(Bloomberg) -- China’s currency headed for an eighth weekly decline, the longest run since the start of the country’s modern foreign-exchange rate regime in 1994.
The yuan was down 0.46 percent at 6.8694 per dollar at 9:53 a.m., heading for a weekly loss of 0.81 percent. The Shanghai Composite Index was little changed, in line for a 3.8 percent loss this week. Chinese equities are some of the worst performing in the world this year. The country’s markets have been rocked by the threat of a trade war with the U.S., which escalated Thursday as the Trump administration warned of more pain unless Beijing changes its economic system.
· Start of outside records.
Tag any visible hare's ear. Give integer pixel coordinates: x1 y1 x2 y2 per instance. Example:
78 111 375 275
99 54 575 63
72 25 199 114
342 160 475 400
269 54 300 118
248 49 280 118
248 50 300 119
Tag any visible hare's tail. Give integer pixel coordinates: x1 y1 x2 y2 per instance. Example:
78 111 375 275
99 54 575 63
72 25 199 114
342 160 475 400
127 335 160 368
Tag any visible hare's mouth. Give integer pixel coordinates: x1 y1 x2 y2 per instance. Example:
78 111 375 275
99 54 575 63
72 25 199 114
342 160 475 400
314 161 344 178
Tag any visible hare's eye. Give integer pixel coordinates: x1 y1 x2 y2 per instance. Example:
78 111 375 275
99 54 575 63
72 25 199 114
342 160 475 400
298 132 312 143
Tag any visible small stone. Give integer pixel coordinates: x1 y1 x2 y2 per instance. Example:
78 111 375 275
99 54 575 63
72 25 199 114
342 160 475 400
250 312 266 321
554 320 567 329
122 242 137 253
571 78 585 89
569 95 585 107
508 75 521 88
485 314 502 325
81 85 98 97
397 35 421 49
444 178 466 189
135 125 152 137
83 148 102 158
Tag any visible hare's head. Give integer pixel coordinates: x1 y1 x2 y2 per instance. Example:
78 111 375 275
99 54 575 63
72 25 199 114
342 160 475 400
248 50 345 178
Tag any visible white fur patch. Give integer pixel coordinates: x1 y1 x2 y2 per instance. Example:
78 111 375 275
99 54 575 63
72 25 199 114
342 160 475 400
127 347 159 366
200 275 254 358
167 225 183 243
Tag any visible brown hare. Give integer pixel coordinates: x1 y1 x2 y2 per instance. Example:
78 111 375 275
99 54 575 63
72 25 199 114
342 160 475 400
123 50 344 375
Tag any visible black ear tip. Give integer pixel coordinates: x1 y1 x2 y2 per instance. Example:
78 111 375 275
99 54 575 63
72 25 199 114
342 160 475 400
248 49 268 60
China has said it will retaliate to further U.S. action.
Equity markets in Hong Kong and mainland China were relatively subdued early Friday, though few stocks have escaped the carnage of recent months. Hang Seng heavyweight Tencent Holdings Ltd. has had a torrid run that’s seen it decline 19 percent in less than two months. The Chinese Internet giant, which Morgan Stanley (NYSE:MS) removed from its “focus list” on Thursday, rose 1.4 percent Friday, its first gain in seven sessions.
The Hang Seng Index was little changed Friday morning and in line for a weekly loss of 3.8 percent. The Hang Seng China Enterprises Index fell 0.3 percent, extending its decline this week to 3.2 percent. The yield on 10-year Chinese sovereign debt was steady at 3.48 percent.